The usual approach is to calculate the power due to Joule's heat, given by $\mathbf{j}\cdot\mathbf{E}$. Starting with the Maxwell equations $$\nabla \times\mathbf{B}=\frac{4\pi}{c}\mathbf{j} + \frac{1}{c}\frac{\partial\mathbf{E}}{\partial t},\\ \nabla \times\mathbf{E}=- \frac{1}{c}\frac{\partial\mathbf{B}}{\partial t}. $$ Multiplying the first equation by $\mathbf{E}$ we can express the Joule's heat as $$\frac{4\pi}{c}\mathbf{j}\cdot\mathbf{E} = -\frac{1}{c}\mathbf{E}\cdot\frac{\partial\mathbf{E}}{\partial t} + \mathbf{E}\cdot(\nabla \times\mathbf{B}).$$ Further $$-\frac{1}{c}\mathbf{E}\cdot\frac{\partial\mathbf{E}}{\partial t} = -\frac{1}{2c}\frac{\partial\mathbf{E}^2}{\partial t},$$ whereas $$\mathbf{E}\cdot\nabla \times\mathbf{B} = \nabla (\mathbf{B}\times\mathbf{E}) + \mathbf{B}\cdot(\nabla\times\mathbf{E}).$$ Here the last term is transformed using the other Maxwell equation, as it was done previously for $\mathbf{E}$, whereas the first term produces the Pointing vector.

I suppose one could re-derive this using the work done by the field on a point charge, but then it is not clear where the currents in your question come from (there is only one charge).

Answer 2

Is it possible to derive the quadratic energy expression from the wave equation and Lorentz force?

This is not possible, because those equations do not involve EM energy. EM energy has to be defined, just as kinetic energy of point mass has to be defined (and cannot be derived). What can be derived are equations that motivate such definitions.

If the charge and current densities $\rho,\mathbf j$ are regular enough (so that $\mathbf j\cdot\mathbf E$ is mathematically defined so it is integrable), Maxwell's equations alone imply the Poynting theorem:

$$ \mathbf j\cdot \mathbf E = -\partial_t\bigg(\frac{1}{2}\epsilon_0 E^2 + \frac{1}{2\mu_0}B^2\bigg) - \nabla\cdot(\mathbf E\times\mathbf B/\mu_0) . $$

We can integrate both sides over some fixed volume $V$, apply some math theorems and get: $$ \int_V\mathbf j\cdot \mathbf E~dV + \oint_{\partial V} d\mathbf a\cdot (\mathbf E\times\mathbf B/\mu_0 ) = -\partial_t\int_V\frac{1}{2}\epsilon_0 E^2 + \frac{1}{2\mu_0}B^2~dV, $$ where the integral over $\partial V$ is over the boundary surface enclosing $V$, ($d\mathbf a$ is infinitesimal surface area vector).
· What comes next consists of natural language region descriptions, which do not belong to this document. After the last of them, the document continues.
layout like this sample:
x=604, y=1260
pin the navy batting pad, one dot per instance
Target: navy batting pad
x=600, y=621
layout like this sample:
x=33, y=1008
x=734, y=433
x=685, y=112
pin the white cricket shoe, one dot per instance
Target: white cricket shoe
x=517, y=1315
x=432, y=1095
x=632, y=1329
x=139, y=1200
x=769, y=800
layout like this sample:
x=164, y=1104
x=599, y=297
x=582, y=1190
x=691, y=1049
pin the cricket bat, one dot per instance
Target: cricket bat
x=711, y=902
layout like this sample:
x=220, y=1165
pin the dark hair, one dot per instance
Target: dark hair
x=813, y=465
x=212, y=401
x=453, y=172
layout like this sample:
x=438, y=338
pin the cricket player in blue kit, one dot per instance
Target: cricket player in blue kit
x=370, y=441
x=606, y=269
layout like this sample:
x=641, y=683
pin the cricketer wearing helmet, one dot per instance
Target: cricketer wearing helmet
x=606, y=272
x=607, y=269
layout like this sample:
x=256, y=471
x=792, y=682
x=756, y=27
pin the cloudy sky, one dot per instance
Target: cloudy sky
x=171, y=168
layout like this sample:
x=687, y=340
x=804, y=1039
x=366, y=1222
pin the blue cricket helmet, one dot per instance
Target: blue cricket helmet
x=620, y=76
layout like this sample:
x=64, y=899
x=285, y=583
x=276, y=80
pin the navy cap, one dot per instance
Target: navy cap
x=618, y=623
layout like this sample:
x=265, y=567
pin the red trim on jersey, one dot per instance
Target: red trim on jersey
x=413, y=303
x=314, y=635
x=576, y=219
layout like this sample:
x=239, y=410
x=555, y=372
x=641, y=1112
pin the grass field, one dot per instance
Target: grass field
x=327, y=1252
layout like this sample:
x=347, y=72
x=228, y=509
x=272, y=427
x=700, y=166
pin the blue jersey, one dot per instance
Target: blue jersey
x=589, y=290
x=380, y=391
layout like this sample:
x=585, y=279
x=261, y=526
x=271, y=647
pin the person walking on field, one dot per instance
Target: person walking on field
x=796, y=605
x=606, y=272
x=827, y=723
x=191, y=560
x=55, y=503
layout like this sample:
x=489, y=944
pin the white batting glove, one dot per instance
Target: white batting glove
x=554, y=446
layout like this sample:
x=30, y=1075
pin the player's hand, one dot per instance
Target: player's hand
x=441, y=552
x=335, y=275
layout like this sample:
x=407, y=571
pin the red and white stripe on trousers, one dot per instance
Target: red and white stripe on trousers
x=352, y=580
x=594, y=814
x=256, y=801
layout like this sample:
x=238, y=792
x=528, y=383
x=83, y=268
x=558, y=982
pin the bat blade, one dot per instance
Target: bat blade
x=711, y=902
We can interpret the first term on the left as work of electric forces per unit time, the second term as EM energy leaving $V$ through its boundary per unit time, and the right-hand side as decrease of EM energy in the volume $V$ per unit time. Based on this interpretation, we can define EM energy in the volume $V$:

$$ E_{EM} = \int_V\frac{1}{2}\epsilon_0 E^2 + \frac{1}{2\mu_0}B^2~dV $$ with volume density

$$ w = \frac{1}{2}\epsilon_0 E^2 + \frac{1}{2\mu_0}B^2, $$ and similarly, we can define EM energy flux for $\partial V$ (energy leaving the region $V$ through its boundary $\partial V$ per unit time):

$$ P_{EM} = \oint_{\partial V} d\mathbf a\cdot (\mathbf E\times\mathbf B/\mu_0 ) $$ with flux density: $$ \mathbf S = \mathbf E\times\mathbf B/\mu_0. $$

When in vacuum, these expressions are also called the Poynting energy density and the Poynting vector. The theorem and its interpretation hold in any medium, vacuum or material.

However, in material media it is customary to exclude polarization and magnetization currents from $\mathbf j$, introduce $\mathbf D,\mathbf H$, and do similar procedure. This cannot proceed, however, if there is no simple relation between $\mathbf D$ and $\mathbf E$. Only in the idealized but important case of linear medium, where $\mathbf D$ is linear function of $\mathbf E$, it is possible to arrive at similar result as above, and get somewhat different definitions of EM energy and EM energy flux:

$$ w = \frac{1}{2}\mathbf E\cdot \mathbf D + \frac{1}{2}\mathbf H\cdot \mathbf B. $$

$$ \mathbf S = \mathbf E\times\mathbf H. $$ These are also called the Poynting density and the Poynting vector. However, strictly speaking, in medium, these are not purely EM energy and flux, but include also energy and energy flux due to the polarized/magnetized matter.